Garlic Planting Day at Hart’s Mill

by Margret Mueller

This bright, cool afternoon was perfect for planting our first crop of garlic on the land. Jeffry and Tain, encouraged by Eya, planted about 900 garlic cloves (one 100-foot bed, with 3 rows, approximately 3 cloves per foot).

Here’s how it works:
Garlic planting is generally done in the fall so that shoots have time to emerge but not grow too tall before we have any hard freezes. The largest heads of saved garlic from last year’s crop are separated into individual cloves (thanks, Tain!) and pushed into loose prepared (amended and tilled) soil. A layer of soil is raked over them, and pine straw mulch is scattered over the row. The mulch helps retain moisture and suppress weeds. (Since HM’s soil is already too acidic, we will rake off the pine needles at harvest and pile them up somewhere to rot instead of letting them deteriorate in place.)

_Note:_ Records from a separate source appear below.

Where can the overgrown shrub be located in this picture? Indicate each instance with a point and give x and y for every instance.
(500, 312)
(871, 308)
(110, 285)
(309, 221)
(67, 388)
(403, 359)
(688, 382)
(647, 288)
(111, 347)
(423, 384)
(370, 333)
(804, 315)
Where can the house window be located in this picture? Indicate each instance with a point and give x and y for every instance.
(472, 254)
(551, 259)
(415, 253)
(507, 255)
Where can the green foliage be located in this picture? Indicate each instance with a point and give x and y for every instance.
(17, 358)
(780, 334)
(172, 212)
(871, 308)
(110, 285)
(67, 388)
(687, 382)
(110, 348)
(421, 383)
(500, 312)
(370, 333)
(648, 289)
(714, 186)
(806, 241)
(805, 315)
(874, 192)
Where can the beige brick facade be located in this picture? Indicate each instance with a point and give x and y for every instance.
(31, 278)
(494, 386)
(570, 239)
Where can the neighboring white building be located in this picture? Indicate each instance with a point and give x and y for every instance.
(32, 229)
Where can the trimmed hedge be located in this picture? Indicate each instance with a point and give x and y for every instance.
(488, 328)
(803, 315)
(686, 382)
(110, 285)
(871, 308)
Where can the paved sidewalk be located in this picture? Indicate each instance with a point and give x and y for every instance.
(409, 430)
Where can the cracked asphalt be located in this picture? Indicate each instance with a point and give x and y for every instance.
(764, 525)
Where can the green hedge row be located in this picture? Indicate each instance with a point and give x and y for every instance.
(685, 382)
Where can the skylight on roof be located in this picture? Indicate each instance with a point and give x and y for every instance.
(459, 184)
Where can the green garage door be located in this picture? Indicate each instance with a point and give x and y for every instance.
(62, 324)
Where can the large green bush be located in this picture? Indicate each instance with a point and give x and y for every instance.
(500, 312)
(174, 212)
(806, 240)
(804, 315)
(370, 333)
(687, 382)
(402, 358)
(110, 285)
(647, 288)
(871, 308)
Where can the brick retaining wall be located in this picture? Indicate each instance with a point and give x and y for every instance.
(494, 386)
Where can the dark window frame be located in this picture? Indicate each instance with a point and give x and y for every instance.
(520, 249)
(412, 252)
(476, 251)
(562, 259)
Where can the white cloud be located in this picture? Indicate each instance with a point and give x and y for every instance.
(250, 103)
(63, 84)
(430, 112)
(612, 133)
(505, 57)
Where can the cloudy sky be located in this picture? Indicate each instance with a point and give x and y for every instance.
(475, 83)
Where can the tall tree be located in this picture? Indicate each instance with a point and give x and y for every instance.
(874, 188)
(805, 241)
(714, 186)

Illustration from https://www.slugmag.com/interviews-features/garlic-planting-growing/

As soon as the soil warms in the spring, the shoots will, well, shoot up! Nitrogen fertilizer is applied during the growing season. Garlic is mature by late May, signaled by the tops starting to yellow and fall over. It is then pulled, allowed to dry, cleaned up, and Voila!  Ready for market.